Herberger, Josef 

Andere Namensformen:
  • „Sepp“
Geburtsdatum/-ort: 28.03.1897;  Mannheim
Sterbedatum/-ort: 28.04.1977;  Mannheim
Beruf/Funktion:
  • Trainer der deutschen Fußball-Nationalmannschaft
Kurzbiografie: Nach Besuch der Volksschule und (bis zum Tode des Vaters 1912) des Gymnasiums dreijährige, erfolgreich abgeschlossene Banklehre
1921-1925 als Spieler des SV Waldhof Mannheim bzw. VFR Mannheim Absolvierung von drei Fußball-Länderspielen
1927-1930 Studium an der Deutschen Hochschule für Leibesübungen in Berlin
1930 Abschlußprüfung als Diplom-Turn- und Sportlehrer, Verleihung der „August-Bier-Plakette“ als bestem Studenten des Prüfungssemesters Sommer 1930
1931-1936 Verbandstrainer Westdeutscher Fußball-Verband
1938 Reichsfußballtrainer (tatsächlich verantwortlich schon seit Anfang 1937)

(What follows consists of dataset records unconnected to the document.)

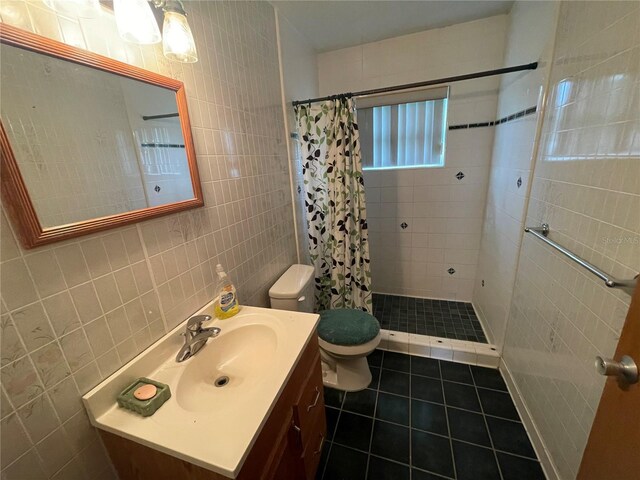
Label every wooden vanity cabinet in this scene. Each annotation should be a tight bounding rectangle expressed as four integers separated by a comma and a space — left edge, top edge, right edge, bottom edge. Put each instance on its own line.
100, 334, 327, 480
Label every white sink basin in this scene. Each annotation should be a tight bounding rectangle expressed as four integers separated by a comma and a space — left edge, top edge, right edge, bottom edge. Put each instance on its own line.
176, 323, 278, 412
83, 303, 319, 478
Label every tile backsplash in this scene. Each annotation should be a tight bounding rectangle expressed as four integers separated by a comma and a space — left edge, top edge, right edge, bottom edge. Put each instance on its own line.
503, 2, 640, 479
0, 1, 296, 480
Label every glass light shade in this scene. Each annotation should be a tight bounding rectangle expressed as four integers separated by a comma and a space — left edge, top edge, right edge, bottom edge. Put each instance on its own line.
42, 0, 100, 18
162, 11, 198, 63
113, 0, 162, 45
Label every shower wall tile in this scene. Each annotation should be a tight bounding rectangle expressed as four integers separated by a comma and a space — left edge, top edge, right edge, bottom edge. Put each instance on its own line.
503, 2, 640, 478
0, 0, 296, 480
473, 2, 557, 348
318, 15, 506, 301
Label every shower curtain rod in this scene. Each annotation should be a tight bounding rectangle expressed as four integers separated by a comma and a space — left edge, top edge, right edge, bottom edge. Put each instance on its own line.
291, 62, 538, 107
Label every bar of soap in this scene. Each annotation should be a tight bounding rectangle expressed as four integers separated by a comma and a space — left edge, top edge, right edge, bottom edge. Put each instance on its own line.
133, 383, 158, 400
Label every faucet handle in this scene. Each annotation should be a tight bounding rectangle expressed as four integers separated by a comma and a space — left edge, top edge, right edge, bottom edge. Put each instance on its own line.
187, 315, 211, 333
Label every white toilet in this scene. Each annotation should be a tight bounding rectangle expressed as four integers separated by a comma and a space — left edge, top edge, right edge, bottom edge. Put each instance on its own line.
269, 265, 380, 392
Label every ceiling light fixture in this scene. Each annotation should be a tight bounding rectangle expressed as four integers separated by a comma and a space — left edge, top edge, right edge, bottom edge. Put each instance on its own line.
162, 0, 198, 63
42, 0, 100, 18
113, 0, 162, 45
112, 0, 198, 63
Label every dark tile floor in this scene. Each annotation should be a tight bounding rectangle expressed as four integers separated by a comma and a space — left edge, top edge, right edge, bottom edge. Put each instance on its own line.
316, 350, 544, 480
373, 293, 487, 343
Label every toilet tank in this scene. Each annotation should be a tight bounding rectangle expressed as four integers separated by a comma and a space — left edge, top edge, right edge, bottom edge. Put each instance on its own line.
269, 265, 315, 312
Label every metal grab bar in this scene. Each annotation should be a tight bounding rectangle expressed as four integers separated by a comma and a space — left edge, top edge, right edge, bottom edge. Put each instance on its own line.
524, 223, 638, 293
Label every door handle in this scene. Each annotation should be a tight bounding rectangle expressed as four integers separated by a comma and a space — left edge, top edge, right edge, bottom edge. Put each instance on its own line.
596, 355, 638, 384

1947-1951 Hochschulsportlehrer für Fußball an der Sporthochschule Köln
1951-1953 Nebenamtlich Sportlehrbeauftragter an der Sporthochschule Köln
1950-1964 Bundestrainer
1954 Gewinn der Fußball-Weltmeisterschaft
1954 Silberne Sportplakette Stadt München; Gold. Ehrennadel DFB (Deutscher Fußballbund); Silbernes Lorbeerblatt Bundespräsident
1957 Goldene Verdienstnadel DFB
1960 Goldene Ehrennadel Verband Berliner Ballspiel-Vereine
1967 Großes Bundesverdienstkreuz
Weitere Angaben zur Person: Religion: rk.

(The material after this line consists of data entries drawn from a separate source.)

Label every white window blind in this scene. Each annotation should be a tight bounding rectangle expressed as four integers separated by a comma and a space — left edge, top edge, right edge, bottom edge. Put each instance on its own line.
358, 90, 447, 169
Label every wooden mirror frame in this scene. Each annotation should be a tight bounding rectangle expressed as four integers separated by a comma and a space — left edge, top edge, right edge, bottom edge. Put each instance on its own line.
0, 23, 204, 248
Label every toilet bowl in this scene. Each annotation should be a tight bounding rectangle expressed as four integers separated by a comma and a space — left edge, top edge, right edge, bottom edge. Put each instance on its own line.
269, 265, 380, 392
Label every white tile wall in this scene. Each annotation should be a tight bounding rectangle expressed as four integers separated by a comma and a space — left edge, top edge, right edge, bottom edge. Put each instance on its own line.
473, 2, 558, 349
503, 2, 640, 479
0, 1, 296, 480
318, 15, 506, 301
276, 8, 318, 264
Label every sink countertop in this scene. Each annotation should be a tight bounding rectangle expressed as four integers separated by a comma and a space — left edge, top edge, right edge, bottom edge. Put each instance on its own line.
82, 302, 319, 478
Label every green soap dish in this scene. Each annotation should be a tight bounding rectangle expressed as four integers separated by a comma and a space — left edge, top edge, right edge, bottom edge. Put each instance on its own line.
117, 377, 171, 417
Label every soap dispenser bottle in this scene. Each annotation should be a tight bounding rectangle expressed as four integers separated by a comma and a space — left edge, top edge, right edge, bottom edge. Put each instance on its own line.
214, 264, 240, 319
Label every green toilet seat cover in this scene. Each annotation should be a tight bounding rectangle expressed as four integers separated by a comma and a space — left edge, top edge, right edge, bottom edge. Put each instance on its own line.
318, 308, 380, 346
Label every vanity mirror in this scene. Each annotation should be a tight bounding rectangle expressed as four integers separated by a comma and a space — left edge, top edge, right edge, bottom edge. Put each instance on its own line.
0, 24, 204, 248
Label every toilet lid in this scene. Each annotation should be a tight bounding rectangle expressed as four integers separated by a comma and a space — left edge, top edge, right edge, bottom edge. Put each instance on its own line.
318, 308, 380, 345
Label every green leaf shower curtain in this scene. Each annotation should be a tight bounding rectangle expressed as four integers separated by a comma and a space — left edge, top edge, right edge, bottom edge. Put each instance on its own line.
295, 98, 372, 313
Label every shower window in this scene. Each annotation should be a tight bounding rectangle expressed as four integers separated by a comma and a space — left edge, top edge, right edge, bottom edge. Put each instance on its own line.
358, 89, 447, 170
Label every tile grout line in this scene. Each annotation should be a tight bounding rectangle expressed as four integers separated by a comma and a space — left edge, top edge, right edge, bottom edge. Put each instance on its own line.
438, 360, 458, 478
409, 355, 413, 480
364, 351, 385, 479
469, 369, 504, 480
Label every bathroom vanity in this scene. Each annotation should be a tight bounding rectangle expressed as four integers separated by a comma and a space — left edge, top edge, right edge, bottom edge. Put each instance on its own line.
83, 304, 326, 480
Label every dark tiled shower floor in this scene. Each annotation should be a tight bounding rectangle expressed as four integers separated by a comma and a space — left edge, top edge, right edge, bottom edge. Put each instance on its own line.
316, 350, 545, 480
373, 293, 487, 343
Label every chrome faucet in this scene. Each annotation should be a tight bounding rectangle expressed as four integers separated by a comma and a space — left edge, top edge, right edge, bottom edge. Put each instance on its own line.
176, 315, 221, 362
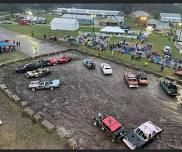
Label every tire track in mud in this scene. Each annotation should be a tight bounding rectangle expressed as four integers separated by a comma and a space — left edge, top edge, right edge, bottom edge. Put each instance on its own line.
0, 51, 182, 149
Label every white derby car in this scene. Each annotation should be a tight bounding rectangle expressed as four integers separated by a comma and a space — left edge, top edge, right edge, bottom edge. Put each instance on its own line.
29, 79, 62, 92
100, 63, 112, 74
123, 121, 162, 150
163, 45, 172, 54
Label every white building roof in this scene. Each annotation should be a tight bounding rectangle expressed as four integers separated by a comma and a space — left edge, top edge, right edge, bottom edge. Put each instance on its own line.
156, 22, 170, 30
107, 16, 124, 22
51, 18, 77, 24
160, 13, 181, 23
50, 18, 79, 31
100, 26, 125, 34
147, 19, 160, 25
132, 11, 150, 17
62, 14, 93, 20
54, 8, 121, 15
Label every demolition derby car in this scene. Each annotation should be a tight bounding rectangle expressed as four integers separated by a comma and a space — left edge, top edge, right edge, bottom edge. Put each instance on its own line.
29, 79, 61, 91
83, 59, 95, 69
92, 113, 125, 142
48, 57, 58, 65
136, 72, 149, 85
57, 55, 72, 64
15, 63, 40, 73
123, 121, 162, 150
100, 63, 112, 74
174, 67, 182, 76
160, 78, 178, 96
163, 44, 172, 55
38, 60, 50, 68
124, 72, 138, 88
26, 68, 51, 78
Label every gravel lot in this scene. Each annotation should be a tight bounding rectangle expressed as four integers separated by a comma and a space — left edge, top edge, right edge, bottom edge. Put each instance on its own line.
0, 52, 182, 149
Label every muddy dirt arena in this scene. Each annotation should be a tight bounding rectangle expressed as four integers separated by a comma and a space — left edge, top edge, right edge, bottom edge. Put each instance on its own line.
0, 52, 182, 149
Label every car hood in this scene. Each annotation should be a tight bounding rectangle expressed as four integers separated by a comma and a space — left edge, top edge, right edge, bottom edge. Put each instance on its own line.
52, 79, 60, 86
123, 131, 146, 150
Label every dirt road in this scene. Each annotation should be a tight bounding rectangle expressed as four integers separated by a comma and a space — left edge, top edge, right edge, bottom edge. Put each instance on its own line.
0, 27, 66, 57
0, 52, 182, 149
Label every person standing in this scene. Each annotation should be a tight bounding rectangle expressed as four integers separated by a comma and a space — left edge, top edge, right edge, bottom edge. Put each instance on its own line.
16, 42, 18, 48
44, 34, 47, 39
160, 63, 164, 72
31, 31, 34, 37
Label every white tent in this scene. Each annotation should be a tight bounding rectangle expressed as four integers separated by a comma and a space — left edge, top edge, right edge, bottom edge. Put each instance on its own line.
100, 26, 125, 34
50, 18, 79, 31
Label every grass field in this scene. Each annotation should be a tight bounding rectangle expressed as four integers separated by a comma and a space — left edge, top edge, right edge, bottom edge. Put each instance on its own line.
0, 91, 64, 149
0, 51, 28, 63
0, 24, 182, 79
0, 24, 99, 39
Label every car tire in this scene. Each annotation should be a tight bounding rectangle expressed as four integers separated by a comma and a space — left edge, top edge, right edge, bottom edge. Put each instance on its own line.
111, 139, 116, 143
93, 121, 97, 126
32, 88, 36, 92
101, 127, 106, 132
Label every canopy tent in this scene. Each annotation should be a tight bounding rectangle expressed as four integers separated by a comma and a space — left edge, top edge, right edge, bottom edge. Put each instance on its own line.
100, 26, 125, 34
62, 14, 94, 25
0, 41, 15, 47
50, 18, 79, 31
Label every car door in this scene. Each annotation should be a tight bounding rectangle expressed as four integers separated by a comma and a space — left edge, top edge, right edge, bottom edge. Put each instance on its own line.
45, 81, 50, 89
37, 82, 44, 89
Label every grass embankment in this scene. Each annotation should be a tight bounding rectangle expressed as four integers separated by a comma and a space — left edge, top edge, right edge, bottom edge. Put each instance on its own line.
1, 24, 182, 79
0, 91, 63, 149
0, 51, 28, 63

Verheiratet: 1921 Eva, geb. Müller
Eltern: Vater: Josef Herberger, Arbeiter
Mutter: Lina, geb. Kretzler
GND-ID: GND/118549464

Biografie: Hans-Georg Merz (Autor)
Aus: Badische Biographien NF 2 (1987), 128-130

Als Josef („Sepp“) Herberger sich im Jahre 1964 als Trainer der deutschen Fußballnationalmannschaft verabschiedete, konnte er auf eine bislang beispiellose Erfolgsbilanz zurückblicken. Den von ihm betreuten Mannschaften gelangen in 162 Länderspielen 92 Siege; 26 internationale Begegnungen endeten unentschieden, nur 44 gingen verloren. Mit je einem vierten Platz erreichten unter seiner Leitung die Amateure des DFB bei den olympischen Spielen in Helsinki 1952 und die A-Nationalmannschaft bei der Weltmeisterschaft 1958 in Schweden hervorragende Plazierungen. Den absoluten Höhepunkt der Laufbahn Herbergers aber bildete der erste Gewinn einer Weltmeisterschaft für den DFB im Jahre 1954 – ein Triumph, der um so höher bewertet wurde, als er für den größten Teil der interessierten Öffentlichkeit völlig überraschend eintrat, und der, wie sich zeigen sollte, mehr als nur ein sportlich bedeutsames Ereignis war. Der wenig glückliche Ausgang der WM 1962 in Chile, als Herbergers Team, erstmals bei einem WM-Turnier nach dem Krieg ohne des Bundestrainers Lieblingsschüler Fritz Walter, vorzeitig ausschied, verschonte auch den bisher Erfolgreichen nicht vor – teils ungerechter, teils sogar verletzender – Kritik. An seiner fortdauernden Popularität änderte dies nichts, so wie der Pensionär für Kollegen und Sportöffentlichkeit weiterhin ein geschätzter Gesprächspartner und Ratgeber blieb. Daß die Deutsche Bundespost ihm anläßlich des 80. Geburtstages einen Sonderstempel widmete – zu Lebzeiten der dritte Deutsche nach den ehemaligen Bundeskanzlern Konrad Adenauer und Willy Brandt – bewies die gleichsam zeitgeschichtliche Prominenz des so Geehrten.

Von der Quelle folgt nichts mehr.